Du moins l'humeur de son dernier film, Silence… on tourne. Dans une série d'œuvres graves (L'Emigré, Le Destin ou L'Autre), Chahine avait abordé, ces dernières années, l'intégrisme, le terrorisme et les conséquences de la mondialisation. Et voilà que l'année qui restera comme celle du 11 septembre, il filme une comédie débridée comme il n'en a plus osé depuis plus d'une décennie. La coïncidence l'a bien sûr perturbé, mais elle a surtout confirmé son goût du désordre, ainsi qu'il le confiait volontiers à la sortie du film en France: «Je suis pagaille. Je vais vous donner un exemple. Lorsque je pense aux événements du 11 septembre, c'est une déchirure terrible pour moi, je suis anéanti et, la minute suivante, je peux écouter un disque d'Aznavour et me mettre à chanter «La Mamma». L'essentiel à mon âge, ce n'est plus d'essayer d'être un type bien. C'est d'exprimer au plus près ma propre vérité.»
Laquelle est-elle, cette vérité du nouveau millénaire chez l'Egyptien Chahine? Elle est badine. Comme son film. Et comme son héroïne Malak, incarnée par la chanteuse tunisienne Latifa, véritable star au Moyen-Orient qui joue ici la comédie pour la première fois. Elle joue donc Malak, une cantatrice et actrice à succès, fille spirituelle d'Oum Khalsoum, mais qui regrette de voir son mari s'éloigner. Seule au faîte de la gloire, elle cherche quelqu'un qui l'aimerait pour elle-même.

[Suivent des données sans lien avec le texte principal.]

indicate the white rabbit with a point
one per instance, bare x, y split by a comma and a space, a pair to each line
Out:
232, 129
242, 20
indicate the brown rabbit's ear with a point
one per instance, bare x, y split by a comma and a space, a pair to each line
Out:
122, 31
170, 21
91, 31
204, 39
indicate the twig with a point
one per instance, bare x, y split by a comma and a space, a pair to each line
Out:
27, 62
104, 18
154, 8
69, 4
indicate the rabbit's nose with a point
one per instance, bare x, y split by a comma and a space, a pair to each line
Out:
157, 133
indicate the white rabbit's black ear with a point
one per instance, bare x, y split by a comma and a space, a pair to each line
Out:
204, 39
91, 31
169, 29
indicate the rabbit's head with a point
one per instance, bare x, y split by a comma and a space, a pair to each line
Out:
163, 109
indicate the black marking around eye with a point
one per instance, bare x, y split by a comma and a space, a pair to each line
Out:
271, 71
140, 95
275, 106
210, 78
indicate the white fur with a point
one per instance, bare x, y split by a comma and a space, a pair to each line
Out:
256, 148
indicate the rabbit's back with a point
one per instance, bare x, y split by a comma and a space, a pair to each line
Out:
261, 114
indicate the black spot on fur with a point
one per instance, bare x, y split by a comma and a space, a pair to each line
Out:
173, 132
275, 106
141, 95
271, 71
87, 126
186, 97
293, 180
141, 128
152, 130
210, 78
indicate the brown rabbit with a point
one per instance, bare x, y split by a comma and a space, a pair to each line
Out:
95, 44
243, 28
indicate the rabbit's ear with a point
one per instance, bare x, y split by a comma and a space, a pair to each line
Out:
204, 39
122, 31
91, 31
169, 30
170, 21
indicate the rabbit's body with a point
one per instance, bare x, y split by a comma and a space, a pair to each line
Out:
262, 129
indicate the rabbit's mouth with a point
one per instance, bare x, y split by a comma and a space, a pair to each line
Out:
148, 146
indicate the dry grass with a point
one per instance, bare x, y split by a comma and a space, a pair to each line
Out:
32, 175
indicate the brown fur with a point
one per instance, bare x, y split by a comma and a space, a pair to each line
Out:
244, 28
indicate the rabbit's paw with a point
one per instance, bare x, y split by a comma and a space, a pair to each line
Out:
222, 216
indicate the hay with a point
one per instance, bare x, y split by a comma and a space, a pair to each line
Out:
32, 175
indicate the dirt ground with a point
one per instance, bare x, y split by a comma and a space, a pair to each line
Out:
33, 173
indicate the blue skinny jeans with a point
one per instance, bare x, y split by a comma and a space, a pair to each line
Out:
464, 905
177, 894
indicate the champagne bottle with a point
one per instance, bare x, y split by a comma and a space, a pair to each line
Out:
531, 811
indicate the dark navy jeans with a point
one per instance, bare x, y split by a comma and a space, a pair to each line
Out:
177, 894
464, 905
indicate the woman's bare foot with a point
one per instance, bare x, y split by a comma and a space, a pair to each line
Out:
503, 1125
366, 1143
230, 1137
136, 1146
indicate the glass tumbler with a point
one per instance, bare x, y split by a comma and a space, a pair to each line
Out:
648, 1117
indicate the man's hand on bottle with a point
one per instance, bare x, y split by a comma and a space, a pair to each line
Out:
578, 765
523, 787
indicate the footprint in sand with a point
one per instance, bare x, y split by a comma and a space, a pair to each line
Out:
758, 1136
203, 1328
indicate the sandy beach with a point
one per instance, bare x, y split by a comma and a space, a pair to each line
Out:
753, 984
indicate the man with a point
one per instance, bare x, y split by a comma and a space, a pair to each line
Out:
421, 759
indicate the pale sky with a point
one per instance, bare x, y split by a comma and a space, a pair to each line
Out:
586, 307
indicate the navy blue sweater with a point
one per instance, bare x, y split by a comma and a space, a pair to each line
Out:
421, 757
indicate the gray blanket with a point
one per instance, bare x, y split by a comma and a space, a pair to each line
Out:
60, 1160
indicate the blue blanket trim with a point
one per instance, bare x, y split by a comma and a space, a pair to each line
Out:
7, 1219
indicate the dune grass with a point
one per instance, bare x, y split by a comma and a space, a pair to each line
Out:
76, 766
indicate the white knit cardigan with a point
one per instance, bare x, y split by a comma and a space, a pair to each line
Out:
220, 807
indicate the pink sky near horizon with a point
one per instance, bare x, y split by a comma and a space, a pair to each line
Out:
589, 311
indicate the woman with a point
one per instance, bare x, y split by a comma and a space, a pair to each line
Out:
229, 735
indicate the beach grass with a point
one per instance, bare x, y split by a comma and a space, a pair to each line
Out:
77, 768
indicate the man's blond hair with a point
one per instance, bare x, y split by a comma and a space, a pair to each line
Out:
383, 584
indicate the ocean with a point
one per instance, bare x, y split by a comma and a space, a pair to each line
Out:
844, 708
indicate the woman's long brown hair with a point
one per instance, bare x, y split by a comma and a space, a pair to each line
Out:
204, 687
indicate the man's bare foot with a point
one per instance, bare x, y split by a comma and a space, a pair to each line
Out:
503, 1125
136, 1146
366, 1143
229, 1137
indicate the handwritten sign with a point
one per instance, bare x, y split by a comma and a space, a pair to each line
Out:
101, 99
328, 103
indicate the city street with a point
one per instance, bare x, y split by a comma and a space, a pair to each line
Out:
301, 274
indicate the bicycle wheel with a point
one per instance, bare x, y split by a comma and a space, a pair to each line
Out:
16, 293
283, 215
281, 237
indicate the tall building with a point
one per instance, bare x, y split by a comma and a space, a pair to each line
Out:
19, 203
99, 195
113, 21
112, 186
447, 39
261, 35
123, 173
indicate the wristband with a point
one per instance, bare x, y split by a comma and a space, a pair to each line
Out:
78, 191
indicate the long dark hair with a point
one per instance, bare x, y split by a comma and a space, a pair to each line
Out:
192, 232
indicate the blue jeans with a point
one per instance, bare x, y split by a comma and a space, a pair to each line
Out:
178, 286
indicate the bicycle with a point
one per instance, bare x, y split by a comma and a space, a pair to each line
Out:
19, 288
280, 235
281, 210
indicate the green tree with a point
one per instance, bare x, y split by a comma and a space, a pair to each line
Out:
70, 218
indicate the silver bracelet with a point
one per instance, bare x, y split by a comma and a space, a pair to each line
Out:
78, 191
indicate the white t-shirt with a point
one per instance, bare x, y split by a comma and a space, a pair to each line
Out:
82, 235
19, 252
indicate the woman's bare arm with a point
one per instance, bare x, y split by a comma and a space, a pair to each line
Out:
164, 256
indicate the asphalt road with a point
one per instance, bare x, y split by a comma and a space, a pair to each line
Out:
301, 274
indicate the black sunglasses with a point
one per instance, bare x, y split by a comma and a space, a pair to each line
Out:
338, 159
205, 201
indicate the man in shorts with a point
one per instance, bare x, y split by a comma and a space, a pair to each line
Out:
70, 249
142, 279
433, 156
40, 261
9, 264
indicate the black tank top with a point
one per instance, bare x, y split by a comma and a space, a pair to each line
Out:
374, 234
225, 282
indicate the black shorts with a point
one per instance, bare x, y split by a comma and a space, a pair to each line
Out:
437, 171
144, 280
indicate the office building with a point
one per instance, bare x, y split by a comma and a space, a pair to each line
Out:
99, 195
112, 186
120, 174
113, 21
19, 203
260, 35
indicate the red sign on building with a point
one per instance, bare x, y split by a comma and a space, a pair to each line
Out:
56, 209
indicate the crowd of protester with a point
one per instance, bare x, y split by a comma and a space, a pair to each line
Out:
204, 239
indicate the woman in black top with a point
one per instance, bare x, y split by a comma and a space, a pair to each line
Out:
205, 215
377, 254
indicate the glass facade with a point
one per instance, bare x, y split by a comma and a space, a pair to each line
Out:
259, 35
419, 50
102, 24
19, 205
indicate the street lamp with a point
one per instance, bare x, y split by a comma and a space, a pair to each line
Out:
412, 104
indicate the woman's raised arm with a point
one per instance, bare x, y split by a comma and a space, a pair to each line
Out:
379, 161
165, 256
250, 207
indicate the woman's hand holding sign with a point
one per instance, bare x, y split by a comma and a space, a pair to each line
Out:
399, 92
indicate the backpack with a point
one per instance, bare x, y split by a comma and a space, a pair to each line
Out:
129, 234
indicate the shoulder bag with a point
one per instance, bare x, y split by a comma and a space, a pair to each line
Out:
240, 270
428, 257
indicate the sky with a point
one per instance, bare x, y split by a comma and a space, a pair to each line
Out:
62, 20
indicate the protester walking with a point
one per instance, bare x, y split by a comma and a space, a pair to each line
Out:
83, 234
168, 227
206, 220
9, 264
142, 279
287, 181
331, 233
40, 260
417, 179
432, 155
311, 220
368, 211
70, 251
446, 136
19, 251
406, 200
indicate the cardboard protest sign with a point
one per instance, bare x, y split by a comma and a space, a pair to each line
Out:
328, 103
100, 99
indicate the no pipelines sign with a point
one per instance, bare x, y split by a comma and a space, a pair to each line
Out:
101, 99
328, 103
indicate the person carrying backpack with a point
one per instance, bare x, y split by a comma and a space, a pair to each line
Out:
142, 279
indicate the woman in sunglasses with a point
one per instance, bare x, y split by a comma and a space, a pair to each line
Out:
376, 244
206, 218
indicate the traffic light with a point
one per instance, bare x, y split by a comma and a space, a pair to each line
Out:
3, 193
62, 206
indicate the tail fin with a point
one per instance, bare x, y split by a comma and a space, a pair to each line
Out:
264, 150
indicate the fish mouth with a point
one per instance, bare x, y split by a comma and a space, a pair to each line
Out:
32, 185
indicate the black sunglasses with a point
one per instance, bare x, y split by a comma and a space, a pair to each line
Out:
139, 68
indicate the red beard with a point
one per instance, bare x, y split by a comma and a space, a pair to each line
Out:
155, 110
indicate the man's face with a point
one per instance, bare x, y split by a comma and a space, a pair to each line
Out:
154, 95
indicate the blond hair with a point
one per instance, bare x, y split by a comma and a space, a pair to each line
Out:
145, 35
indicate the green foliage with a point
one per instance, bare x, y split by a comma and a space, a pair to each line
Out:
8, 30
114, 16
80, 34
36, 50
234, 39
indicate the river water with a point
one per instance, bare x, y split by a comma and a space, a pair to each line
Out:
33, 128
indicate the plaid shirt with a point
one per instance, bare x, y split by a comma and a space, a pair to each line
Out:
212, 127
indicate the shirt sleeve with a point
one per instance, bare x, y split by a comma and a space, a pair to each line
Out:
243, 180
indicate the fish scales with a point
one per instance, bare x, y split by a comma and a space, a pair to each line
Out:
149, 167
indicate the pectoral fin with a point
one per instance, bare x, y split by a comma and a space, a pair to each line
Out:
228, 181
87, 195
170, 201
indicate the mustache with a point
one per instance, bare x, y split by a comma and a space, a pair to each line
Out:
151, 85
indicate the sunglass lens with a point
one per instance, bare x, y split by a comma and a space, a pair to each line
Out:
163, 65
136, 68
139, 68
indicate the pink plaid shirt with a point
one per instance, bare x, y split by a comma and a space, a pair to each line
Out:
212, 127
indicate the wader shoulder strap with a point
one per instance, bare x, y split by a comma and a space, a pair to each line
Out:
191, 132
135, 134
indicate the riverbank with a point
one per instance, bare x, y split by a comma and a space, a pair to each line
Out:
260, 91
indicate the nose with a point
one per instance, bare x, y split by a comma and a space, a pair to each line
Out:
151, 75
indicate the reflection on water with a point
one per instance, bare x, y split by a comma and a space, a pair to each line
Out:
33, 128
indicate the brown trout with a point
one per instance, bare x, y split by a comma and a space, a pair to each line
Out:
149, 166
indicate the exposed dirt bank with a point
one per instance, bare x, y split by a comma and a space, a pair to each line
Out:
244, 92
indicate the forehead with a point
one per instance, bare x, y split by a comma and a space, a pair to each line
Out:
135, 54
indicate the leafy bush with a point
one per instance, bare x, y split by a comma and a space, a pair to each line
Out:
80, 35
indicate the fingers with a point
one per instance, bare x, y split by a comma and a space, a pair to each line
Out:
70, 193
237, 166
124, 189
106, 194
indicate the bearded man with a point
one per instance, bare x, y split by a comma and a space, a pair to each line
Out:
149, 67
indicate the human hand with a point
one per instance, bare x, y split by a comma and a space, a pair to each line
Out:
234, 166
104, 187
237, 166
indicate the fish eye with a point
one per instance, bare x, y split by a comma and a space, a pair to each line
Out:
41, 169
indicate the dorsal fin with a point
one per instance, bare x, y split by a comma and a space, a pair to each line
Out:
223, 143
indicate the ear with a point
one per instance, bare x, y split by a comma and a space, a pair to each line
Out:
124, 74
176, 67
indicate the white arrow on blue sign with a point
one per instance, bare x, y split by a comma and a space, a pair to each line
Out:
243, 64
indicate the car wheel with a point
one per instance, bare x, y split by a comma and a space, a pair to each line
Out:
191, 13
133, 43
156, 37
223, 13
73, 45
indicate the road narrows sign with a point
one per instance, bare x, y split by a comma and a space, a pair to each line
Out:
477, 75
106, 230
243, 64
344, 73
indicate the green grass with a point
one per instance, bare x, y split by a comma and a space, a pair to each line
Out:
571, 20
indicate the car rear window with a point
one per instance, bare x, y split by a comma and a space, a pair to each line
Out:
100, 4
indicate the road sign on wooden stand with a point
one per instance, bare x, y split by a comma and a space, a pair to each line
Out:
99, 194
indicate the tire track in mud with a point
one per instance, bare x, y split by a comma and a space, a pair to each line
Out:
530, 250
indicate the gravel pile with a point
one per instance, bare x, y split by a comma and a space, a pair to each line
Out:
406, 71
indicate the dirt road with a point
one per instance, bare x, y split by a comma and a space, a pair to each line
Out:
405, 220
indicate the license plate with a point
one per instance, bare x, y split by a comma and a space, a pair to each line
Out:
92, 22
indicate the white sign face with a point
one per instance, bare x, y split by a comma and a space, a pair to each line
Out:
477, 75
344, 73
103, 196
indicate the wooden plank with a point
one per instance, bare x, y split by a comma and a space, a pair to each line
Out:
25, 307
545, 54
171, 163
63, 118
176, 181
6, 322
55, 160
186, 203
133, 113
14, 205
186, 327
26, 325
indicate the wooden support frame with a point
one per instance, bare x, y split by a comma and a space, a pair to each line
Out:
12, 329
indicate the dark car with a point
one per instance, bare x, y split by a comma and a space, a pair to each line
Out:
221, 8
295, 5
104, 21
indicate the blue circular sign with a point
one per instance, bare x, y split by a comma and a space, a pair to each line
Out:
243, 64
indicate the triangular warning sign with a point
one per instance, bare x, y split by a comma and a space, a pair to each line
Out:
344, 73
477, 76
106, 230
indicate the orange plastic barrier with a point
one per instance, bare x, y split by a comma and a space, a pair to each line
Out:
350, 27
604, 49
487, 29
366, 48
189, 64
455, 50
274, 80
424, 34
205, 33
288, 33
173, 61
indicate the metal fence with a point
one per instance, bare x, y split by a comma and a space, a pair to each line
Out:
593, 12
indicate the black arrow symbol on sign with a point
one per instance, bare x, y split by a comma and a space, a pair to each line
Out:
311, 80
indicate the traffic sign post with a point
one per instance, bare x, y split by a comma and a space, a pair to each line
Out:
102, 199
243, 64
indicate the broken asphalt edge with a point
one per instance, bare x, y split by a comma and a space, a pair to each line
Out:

Cheveux teints et raie au milieu, Lamei (Ahmed Wafik), jeune arriviste qui vit chez ses parents, a repéré la faille de Malak. Il vient de séduire une princesse, et la chanteuse lui semble être la parfaite proie suivante. De fait, Malak craque après deux œillades du bellâtre, qui se fait passer pour docteur alors qu'il n'est que menteur. Malgré la méfiance de ses conseillers, elle l'emmène partout. Sur les plateaux de cinéma et sur les scènes où elle le fait jouer et chanter. Seul un retournement de situation jubilatoire vient interrompre l'ascension du grossier manant: un scénariste ami de Malak imagine une machination qui devrait faire apparaître la vérité. La mise en scène, l'imagination, la fiction et un happy end en chanson au service de la vie et de la lucidité.
Chahine alterne donc les rythmes et les enjeux. Si bien que, à y regarder de plus près, Silence… on tourne n'est pas uniquement le badinage simplissime et coloré qu'il semble être. «J'ai décidé de réaliser Silence… on tourne, dit Youssef Chahine, pour représenter le héros masculin qui est pour moi malheureusement très représentatif d'une nouvelle génération d'hommes en Orient. Le système merdique dans lequel nous vivons, qui ne cherche qu'à enrichir les riches et à étouffer les classes moyennes, a fini par créer un type d'être humain très répandu aujourd'hui, l'arriviste. Cette attitude est évidemment encouragée par des modèles qui entretiennent la corruption à tous les niveaux.»
Silence… on tourne, de Youssef Chahine (France, Egypte, 2001), avec Latifa, Ahmed Bédeir, Ahmed Wafik.